Camille Marie Dutordoir, Zwijnaarde, Belgium
Term of Fellowship: 29 October 2021 – 14 January 2022
Hosting department: Hôpital Neurologique Pierre Wertheimer, Lyon, France
Supervisor: Prof. Sandra Vukusic
It is my pleasure to report on my EAN Clinical Fellowship at the Department of Neurology at Hôpital Neurologique Pierre Wertheimer in Lyon (France), which is one of the certified multiple sclerosis (MS) expert centres in France (Centre de Ressources, Recherche et Compétence sur la Sclérose en Plaques, CRC-SEP), but is also a referral centre for rare inflammatory brain and spinal cord disorders. The department has 22 in-patient beds and 10-12 ambulatory seats for MS treatment each day. They see 3,000 patients per year, more than 80% with MS and related disorders, plus 2,000 additional out-patients.
I spent half of the time in the day hospitalisation department where the patients come for a treatment perfusion. Most of the patients were MS patients receiving either Natalizumab or anti-CD20 therapy (Ocrelizumab or Rituximab). But there were also patients with neuromyelitis optica spectrum disorders, MOG-antibody disease, neurosarcoidosis, neuro-Behçet, etc., coming for a neuro-immunomodulatory or immunosuppressive treatment. With this activity I learned how to monitor patients on these treatments and how to discuss the risk/benefit balance of a disease-modifying treatment with these patients, including the use of specific teaching material.

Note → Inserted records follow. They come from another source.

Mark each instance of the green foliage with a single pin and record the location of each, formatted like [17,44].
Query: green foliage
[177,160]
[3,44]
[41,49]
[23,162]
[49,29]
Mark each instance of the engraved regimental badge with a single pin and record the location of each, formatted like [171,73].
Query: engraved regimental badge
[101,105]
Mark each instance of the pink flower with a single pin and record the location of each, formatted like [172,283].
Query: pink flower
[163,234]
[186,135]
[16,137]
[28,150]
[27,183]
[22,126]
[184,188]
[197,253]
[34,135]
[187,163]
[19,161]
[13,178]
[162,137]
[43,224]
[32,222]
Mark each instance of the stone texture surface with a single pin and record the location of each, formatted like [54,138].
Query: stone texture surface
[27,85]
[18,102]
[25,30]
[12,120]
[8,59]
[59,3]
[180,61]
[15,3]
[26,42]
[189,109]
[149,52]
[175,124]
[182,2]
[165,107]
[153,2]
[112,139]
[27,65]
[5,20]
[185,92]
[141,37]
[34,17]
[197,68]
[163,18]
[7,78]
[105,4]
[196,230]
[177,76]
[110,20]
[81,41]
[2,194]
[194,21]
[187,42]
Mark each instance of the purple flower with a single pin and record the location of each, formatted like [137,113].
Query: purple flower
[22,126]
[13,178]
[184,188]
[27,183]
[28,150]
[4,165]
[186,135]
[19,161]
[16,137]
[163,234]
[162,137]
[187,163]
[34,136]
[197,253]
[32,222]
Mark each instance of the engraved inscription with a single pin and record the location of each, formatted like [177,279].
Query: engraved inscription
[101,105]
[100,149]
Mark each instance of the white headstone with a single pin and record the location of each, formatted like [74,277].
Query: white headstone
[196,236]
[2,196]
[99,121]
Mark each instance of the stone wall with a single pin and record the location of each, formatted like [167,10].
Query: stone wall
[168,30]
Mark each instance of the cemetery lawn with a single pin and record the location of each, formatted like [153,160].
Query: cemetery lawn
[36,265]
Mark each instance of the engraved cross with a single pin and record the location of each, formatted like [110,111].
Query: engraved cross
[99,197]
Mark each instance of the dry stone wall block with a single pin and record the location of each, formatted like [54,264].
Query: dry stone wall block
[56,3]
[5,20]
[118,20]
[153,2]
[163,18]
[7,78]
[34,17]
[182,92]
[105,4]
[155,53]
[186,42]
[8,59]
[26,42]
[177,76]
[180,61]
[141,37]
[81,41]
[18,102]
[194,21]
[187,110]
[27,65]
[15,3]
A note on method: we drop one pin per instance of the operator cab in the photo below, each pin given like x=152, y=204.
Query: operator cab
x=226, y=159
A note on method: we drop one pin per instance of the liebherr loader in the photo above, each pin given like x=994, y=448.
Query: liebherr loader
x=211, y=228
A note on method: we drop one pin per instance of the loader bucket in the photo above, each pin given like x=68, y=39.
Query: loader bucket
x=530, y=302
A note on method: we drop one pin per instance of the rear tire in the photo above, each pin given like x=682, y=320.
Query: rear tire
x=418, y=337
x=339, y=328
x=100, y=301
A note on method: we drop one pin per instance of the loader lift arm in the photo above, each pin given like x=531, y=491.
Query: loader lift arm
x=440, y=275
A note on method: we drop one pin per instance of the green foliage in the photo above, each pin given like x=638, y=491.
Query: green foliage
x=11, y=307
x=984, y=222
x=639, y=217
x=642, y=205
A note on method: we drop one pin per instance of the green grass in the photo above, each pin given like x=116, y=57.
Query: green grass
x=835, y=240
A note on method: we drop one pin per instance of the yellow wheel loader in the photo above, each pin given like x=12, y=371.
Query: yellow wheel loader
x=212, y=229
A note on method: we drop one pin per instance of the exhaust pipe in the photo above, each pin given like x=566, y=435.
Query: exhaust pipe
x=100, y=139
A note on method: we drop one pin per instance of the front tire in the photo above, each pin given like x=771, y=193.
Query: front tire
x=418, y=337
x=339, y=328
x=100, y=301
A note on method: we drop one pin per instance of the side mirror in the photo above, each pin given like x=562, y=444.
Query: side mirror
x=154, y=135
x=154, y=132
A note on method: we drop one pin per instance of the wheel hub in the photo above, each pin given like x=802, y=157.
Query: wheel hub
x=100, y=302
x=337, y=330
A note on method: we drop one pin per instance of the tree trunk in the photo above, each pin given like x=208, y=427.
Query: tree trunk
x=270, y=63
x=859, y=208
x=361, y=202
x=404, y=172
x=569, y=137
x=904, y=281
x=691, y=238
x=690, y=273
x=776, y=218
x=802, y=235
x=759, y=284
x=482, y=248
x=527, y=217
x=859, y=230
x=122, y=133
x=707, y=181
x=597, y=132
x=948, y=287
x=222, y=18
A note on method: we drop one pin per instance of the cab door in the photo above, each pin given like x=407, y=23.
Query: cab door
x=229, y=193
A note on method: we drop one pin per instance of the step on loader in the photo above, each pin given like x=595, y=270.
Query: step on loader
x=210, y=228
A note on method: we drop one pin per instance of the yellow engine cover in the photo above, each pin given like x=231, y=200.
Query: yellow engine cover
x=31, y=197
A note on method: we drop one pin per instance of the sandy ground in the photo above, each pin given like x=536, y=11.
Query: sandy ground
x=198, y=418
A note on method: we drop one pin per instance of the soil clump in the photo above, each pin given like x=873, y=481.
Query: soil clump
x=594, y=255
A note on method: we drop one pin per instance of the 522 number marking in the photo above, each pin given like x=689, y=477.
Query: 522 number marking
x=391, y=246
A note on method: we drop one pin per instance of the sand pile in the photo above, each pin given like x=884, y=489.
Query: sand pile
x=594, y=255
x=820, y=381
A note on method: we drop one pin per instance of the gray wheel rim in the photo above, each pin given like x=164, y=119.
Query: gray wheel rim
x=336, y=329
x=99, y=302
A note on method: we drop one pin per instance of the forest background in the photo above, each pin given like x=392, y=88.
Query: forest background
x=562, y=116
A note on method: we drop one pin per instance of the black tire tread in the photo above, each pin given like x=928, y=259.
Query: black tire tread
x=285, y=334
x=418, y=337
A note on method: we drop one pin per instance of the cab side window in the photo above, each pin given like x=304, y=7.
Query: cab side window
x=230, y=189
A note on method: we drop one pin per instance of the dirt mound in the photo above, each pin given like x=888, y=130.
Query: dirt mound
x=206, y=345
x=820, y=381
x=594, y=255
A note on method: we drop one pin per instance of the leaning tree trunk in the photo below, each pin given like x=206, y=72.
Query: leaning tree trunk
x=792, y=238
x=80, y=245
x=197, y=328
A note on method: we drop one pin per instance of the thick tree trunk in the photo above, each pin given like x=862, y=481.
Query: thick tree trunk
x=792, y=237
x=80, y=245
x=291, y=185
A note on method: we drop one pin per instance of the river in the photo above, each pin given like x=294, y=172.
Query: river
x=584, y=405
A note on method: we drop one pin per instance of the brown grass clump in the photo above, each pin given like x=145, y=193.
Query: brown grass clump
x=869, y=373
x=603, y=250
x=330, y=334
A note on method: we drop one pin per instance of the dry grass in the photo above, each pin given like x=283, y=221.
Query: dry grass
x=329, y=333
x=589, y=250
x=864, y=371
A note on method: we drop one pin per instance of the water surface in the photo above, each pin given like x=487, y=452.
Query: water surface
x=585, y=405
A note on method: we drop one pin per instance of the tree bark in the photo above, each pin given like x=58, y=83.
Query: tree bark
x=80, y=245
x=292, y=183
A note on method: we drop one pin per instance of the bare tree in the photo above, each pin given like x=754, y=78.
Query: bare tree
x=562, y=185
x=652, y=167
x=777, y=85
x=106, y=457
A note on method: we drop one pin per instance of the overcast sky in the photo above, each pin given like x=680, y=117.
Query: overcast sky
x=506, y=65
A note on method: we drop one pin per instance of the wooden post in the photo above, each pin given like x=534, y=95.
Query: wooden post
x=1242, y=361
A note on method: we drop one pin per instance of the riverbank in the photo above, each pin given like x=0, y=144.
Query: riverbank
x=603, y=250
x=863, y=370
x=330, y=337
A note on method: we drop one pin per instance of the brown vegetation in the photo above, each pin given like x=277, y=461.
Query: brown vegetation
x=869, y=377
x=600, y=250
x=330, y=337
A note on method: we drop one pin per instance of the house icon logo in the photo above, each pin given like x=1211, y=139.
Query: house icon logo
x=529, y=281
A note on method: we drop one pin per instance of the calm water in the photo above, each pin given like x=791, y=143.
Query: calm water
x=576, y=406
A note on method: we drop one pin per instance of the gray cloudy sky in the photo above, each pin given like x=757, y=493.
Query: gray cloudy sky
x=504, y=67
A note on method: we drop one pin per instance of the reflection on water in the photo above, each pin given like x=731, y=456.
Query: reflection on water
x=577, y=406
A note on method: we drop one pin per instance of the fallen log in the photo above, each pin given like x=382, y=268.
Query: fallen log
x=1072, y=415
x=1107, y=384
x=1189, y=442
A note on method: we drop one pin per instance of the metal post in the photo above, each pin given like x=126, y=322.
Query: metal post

The other half of the time I spent in the hospitalisation department of neuro-inflammatory disorders. I daily visited the patients in the in-patient clinic, under the supervision of a senior neurologist. Patients were hospitalised for diagnostic assessment of a possible diagnosis of MS and for treating severe relapses of MS or complications of treatment for MS like progressive multifocal leukoencephalopathy. I also gained further insight into the diagnostic work-up and therapeutic approach of other inflammatory diseases of the central nervous system and neuro-infectious and neuro-auto-immune diseases.
I was also able to participate in staff meetings that were organised within the department and in collaboration with the Réseau Rhône-Alpes SEP. There was a weekly meeting to discuss challenging clinical cases with the whole medical staff. There was a monthly national meeting (however online these times) discussing rare inflammatory diseases of the brain and spinal cord. Furthermore, there was a quarterly meeting discussing cases that have overlap with internal medicine pathology.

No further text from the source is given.